La science prend la guerre cognitive à bras le corps
- 13 mai
- 7 min de lecture
L’avènement des outils numériques et l’ère de la manipulation de l’information font craindre des attaques cognitives d’ampleur. Qu’elles visent les armées ou les civils, elles feront des dégâts. Des scientifiques français s’attachent aujourd’hui à mieux comprendre leurs mécanismes pour les contrer.
PAR LOLA BRETON
Nausées, vomissements, vertiges. A l’automne 2016, une poignée d’employés du ministère de la Défense américain détachés à Cuba ont commencé à ressentir des symptômes étranges et incapacitants. Des maux qui ont poussé une quarantaine de fonctionnaires à quitter l’île. Les chercheurs ont vite nommé cette anomalie « Syndrome de la Havane », sans pour autant parvenir à l’expliquer immédiatement. Il a fallu quatre ans et le travail de l’Académie des sciences de Washington pour expliquer ce syndrome.
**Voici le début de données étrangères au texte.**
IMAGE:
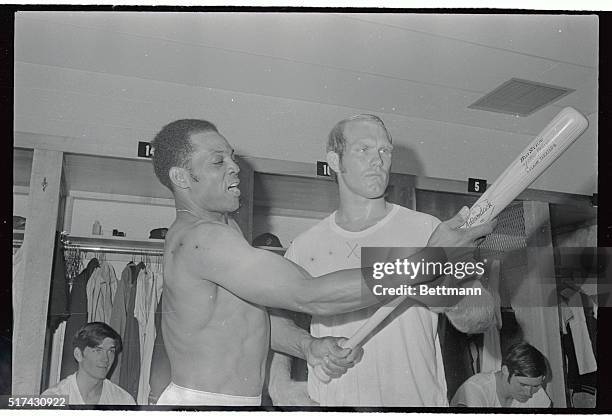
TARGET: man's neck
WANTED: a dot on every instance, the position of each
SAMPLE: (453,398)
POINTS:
(356,213)
(186,210)
(503,395)
(90,388)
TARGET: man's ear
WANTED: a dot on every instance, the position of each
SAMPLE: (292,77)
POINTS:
(333,160)
(179,177)
(78,354)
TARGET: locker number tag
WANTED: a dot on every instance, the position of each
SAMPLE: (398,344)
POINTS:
(323,169)
(145,149)
(477,185)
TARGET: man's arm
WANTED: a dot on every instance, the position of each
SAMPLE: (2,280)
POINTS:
(267,279)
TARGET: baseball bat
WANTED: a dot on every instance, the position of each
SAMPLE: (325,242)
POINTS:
(553,140)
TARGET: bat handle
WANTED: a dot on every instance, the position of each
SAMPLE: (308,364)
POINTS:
(321,375)
(363,332)
(318,370)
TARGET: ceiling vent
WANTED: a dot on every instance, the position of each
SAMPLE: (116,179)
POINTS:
(520,97)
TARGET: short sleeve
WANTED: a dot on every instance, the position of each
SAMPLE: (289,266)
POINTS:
(469,395)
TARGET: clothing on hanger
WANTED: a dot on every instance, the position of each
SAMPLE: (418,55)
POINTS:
(130,360)
(77,318)
(148,332)
(59,309)
(119,314)
(101,289)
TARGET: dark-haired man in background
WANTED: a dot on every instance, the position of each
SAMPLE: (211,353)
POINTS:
(95,347)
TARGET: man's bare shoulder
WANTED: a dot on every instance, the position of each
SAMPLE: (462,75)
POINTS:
(212,234)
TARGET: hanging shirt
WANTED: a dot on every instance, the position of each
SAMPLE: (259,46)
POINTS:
(130,356)
(78,316)
(119,314)
(111,393)
(160,363)
(402,363)
(148,334)
(58,308)
(101,289)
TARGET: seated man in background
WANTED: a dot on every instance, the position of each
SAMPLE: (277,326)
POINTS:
(517,384)
(95,347)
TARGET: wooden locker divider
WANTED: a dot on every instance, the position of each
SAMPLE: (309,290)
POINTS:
(29,329)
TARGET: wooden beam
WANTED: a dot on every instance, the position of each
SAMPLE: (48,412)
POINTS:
(535,303)
(29,328)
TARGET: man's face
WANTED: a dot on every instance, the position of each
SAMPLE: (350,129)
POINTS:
(365,164)
(97,361)
(522,388)
(214,173)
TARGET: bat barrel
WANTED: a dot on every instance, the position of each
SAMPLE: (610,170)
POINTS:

Les maux ressentis par les Américains seraient dus à l’émission d’ondes basses fréquences, hors du spectre de l’audition et dirigées exclusivement vers eux. Sans se montrer ni sortir d’armes, les services cubains — qui nient toute implication dans ce syndrome — auraient-ils réussi à influer sur les cerveaux de leurs ennemis ? Quel que soit le commanditaire de cette attaque sur les employés américains, le syndrome de la Havane est la preuve qu’une attaque sur les cerveaux est aujourd’hui à portée de main. Dix ans ont passé depuis ces événements. Et la guerre cognitive a gagné en intensité et en étendue. Plus question désormais de la confondre avec la guerre de l’information. Les outils qu’elle utilise sont bien plus puissants et ses implications bien plus profondes. Dans un rapport de novembre 2024, le Special Competitive Studies Project parle de la « guerre cognitive algorithmique » menée par la Chine. Sans surprise, les intelligences artificielles et les plateformes numériques, qui accumulent une masse considérable de données sur leurs utilisateurs, sont au cœur de cette stratégie. A partir de ces données, les algorithmes — derrière lesquels se trouvent des décideurs, économiques et/ou politiques — créent des « cocons sémantiques » dans lesquels l’IA façonne des contenus pour attirer l’attention, suggérer des récits alternatifs et pousser à l’action. Une évolution inquiétante de la guerre cognitive, susceptible d’affecter les populations civiles et militaires indifféremment, aujourd’hui analysée par les scientifiques français pour tenter de trouver des moyens de contrer les attaques cognitives.